Audit a merged dataset against the two source datasets used to create it.
This function is designed to catch common merge problems before analysis,
including incompatible key types, duplicate key combinations, unexpected
overlapping variables, unresolved .x / .y variables, and value conflicts
between duplicated variables.
Value
A list with merge validation results, including:
- SummaryText
A plain-text summary of the merge audit.
- ReadyForAnalysis
Logical value indicating whether major merge-integrity issues were absent.
- Summary
One-row tibble with core merge metrics.
- Fingerprint
Tibble comparing rows, columns, and unique key combinations across datasets.
- KeyTypes
Tibble showing key variable classes before coercion.
- Checks
Tibble summarizing validation checks and pass/warning/fail status.
- SuggestedActions
Tibble with suggested review steps.
- Relationship
Tibble describing key uniqueness in LeftData, RightData, and MergedData.
- IDCoverage
List containing Matching, LeftOnly, and RightOnly key combinations.
- DuplicateKeys
List containing duplicated key rows from Left, Right, and Merged datasets.
- OverlappingVariables
Tibble of variables present in both source datasets but not listed as keys.
- PotentialMergeRisk
Tibble of overlap variables that could have affected an unspecified dplyr join.
- JoinAudit
Tibble showing variables present in both source datasets and whether they were specified as merge keys.
- OverlapAudit
Tibble auditing all source variables by source presence and key status.
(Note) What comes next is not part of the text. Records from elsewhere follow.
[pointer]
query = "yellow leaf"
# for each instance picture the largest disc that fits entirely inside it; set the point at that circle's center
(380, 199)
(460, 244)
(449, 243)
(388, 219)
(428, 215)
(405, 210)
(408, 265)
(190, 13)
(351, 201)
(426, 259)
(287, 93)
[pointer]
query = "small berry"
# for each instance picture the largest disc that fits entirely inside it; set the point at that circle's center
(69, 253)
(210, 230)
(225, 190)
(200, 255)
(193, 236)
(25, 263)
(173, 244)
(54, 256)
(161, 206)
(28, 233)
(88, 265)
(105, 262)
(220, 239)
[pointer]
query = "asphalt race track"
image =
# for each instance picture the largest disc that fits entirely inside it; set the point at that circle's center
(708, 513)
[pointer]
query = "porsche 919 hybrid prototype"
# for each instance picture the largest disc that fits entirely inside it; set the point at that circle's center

- UnresolvedDuplicateVariables
Tibble of
.x/.yduplicate variable pairs still present in MergedData.- DuplicateVariables
Tibble with agreement, conflict counts, and classes for duplicated variables.
- SuspiciousConflicts
Subset of duplicated variables with low agreement or mismatched classes.
- VariableConflicts
Long-format tibble of record-level value conflicts.